Schaeuble’s comments suggested building on previous relief measures. European finance ministers agreed last November to cut the rates on bailout loans and suspend interest payments for a decade, while giving Greece more time to repay and engineering a Greek bond buyback. He was unyielding on a writedown.
Schaeuble said that a writedown on Greek debt held by European bailout funds would “destroy any confidence” and warned against stoking expectations over debt relief.
“Nobody who knows anything about the issue at hand is talking seriously about a further cut for private investors,” he said earlier on German Inforadio before arriving in the Greek capital. “Rather, it’s about the fact that it’s possible that Greece after the end of the current program next year will need another program.”

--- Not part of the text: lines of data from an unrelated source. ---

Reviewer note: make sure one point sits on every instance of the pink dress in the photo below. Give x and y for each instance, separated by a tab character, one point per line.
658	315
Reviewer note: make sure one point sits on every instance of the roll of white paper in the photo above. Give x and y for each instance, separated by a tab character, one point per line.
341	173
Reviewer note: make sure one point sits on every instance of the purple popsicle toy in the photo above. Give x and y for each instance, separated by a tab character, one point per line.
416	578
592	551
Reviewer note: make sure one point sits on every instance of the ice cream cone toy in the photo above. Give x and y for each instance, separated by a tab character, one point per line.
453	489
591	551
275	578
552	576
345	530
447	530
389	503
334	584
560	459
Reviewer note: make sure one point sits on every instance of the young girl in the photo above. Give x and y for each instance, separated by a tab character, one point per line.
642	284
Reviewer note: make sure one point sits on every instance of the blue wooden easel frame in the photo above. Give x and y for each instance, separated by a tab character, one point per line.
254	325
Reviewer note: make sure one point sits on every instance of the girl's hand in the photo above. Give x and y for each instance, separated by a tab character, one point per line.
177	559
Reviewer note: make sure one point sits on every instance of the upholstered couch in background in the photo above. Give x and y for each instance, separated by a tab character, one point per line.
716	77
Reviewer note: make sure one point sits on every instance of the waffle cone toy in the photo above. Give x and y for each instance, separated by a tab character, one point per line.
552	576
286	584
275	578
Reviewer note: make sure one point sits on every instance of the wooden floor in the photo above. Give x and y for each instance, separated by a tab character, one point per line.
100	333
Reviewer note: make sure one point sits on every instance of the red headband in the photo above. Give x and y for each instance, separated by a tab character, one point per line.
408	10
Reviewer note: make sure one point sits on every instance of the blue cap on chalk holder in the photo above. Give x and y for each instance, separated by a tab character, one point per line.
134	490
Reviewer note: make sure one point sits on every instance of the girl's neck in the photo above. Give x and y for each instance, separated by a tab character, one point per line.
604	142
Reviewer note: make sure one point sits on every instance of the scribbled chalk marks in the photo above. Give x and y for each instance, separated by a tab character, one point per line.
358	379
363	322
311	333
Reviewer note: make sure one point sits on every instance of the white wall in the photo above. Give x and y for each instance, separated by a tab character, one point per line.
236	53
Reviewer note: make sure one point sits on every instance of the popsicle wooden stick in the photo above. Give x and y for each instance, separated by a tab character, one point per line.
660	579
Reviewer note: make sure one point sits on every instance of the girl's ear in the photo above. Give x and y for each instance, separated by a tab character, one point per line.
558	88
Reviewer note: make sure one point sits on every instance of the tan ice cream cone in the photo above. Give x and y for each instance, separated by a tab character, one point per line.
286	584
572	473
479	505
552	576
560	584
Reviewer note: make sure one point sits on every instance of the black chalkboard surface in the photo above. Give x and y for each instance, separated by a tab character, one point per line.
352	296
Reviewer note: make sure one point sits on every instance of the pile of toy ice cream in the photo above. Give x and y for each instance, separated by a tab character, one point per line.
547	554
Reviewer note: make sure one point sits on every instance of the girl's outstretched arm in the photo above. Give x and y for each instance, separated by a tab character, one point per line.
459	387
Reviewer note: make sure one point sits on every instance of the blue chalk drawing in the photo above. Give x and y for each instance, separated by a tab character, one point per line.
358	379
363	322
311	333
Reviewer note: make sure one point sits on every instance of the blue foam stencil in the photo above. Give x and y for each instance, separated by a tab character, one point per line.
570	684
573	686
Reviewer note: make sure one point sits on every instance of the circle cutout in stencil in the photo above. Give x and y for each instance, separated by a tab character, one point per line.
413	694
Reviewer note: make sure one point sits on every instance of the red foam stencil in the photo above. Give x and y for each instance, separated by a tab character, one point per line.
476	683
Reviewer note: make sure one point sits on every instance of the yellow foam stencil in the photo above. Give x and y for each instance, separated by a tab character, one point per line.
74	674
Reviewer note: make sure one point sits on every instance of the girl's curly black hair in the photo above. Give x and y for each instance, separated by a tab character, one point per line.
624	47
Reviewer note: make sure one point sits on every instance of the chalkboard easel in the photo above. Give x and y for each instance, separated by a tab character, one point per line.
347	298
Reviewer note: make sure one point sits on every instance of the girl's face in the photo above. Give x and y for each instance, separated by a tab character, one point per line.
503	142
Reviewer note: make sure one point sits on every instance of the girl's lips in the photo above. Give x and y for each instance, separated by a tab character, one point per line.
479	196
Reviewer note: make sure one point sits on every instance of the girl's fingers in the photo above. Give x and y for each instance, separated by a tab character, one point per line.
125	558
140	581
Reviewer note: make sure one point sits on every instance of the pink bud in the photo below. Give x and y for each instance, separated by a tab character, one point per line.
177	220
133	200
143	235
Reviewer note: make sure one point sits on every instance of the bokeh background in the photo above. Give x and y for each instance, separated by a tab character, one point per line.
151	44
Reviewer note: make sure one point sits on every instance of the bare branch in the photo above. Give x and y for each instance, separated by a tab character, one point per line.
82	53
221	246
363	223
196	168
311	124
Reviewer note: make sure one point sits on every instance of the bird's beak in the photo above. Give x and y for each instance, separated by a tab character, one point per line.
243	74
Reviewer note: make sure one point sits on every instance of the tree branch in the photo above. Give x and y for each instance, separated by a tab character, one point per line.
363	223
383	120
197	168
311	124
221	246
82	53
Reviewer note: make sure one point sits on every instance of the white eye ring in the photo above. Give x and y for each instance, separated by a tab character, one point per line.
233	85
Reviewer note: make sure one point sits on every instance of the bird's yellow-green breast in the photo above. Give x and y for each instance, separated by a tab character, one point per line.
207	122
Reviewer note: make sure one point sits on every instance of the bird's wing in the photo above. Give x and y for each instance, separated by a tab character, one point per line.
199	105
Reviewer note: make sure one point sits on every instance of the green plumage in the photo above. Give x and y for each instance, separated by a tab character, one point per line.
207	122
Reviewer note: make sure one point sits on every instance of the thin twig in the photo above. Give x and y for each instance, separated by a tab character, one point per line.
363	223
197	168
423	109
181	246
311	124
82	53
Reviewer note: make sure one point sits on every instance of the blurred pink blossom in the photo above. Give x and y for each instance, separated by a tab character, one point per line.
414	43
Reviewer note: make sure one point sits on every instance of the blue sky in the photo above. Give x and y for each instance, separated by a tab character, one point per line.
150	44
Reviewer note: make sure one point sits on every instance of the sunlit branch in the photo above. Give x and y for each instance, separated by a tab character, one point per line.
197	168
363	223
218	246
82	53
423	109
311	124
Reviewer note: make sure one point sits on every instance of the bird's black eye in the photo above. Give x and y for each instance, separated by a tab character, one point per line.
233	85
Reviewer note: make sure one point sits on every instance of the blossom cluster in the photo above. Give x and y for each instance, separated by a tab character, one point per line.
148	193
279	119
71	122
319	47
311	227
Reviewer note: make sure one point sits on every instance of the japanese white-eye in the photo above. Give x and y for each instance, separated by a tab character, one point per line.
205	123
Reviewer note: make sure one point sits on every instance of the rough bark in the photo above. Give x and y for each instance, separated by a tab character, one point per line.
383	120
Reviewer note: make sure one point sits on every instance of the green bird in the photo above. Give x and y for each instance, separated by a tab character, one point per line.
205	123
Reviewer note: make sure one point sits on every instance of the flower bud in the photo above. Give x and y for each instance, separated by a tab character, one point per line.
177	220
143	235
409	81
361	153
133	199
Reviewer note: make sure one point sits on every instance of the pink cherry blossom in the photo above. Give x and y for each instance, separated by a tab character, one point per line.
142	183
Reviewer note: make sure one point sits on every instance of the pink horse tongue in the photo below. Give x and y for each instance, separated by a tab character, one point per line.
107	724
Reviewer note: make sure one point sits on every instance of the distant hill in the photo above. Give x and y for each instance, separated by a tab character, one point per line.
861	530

Greek bonds rallied today, with the yield on 10-year notes falling 15 basis points to 10.24 percent in Athens. Shares rose for a third day, with the Athens Stock Exchange index up 1.7 percent.
Any debt writedown would follow last year’s agreement by private investors to take a 53.5 percent loss on the face value of their Greek bond holdings, the biggest writedown ever. That cut the nation’s debt by about 100 billion euros.
Schaeuble arrived in the Greek capital hours after the recession-wracked country’s lawmakers approved a new round of public job cuts. The German minister promised 100 million euros of loans for Greek companies.
With Chancellor Angela Merkel seeking a third term in Sept. 22 elections, further concessions from Schaeuble to Greece weren’t on the agenda today.
“Greece has taken big steps for reforms in its economic structures,” Schaeuble said. “These reforms are showing the first signs” of success. Still, much work is left, he said.
Authorities banned gatherings and marches in much of central Athens and along the route from the airport. About 4,000 police are on duty during his visit, said a police spokesman, who asked not to be identified in line with policy. The normally bustling Syntagma Square was empty after police cordoned off streets and closed the metro station.
The Greek Parliament passed a bill in a midnight vote that puts 25,000 public employees on notice for possible dismissal, a step demanded by creditors to release the country’s next installment of loans from a 240-billion bailout package.
“An unprecedented effort is now under way to reconstitute our country’s economy and state,” Finance Minister Yannis Stournaras told lawmakers during the debate. “I’m totally confident that the road we’re following is the right one. The effort is yielding results.”
With his coalition reduced and Greece stuck in its sixth year of recession, Prime Minister Antonis Samaras pushed the job cuts over protests amid record unemployment of 27 percent.
In an attempt to boost an economy that has shrunk by more than a quarter since 2008, Schaeuble’s support will come in the form of loans to small and medium-sized Greek businesses through state-owned lender KfW Group, a German government official told reporters yesterday.
Samaras’s government has said its aim is for creditors to forgive some of the 318 billion euros Greece owes mostly to euro-region taxpayers and the International Monetary Fund.
“The 100-million package is a box of chocolates which is nice, but it does not really help Greece to cope with its debt,” Peter Bofinger, a member of Merkel’s council of economic experts, said today in an interview on Bloomberg Television. “A second debt restructuring is inevitable but definitely it will not take place before the German elections in September.”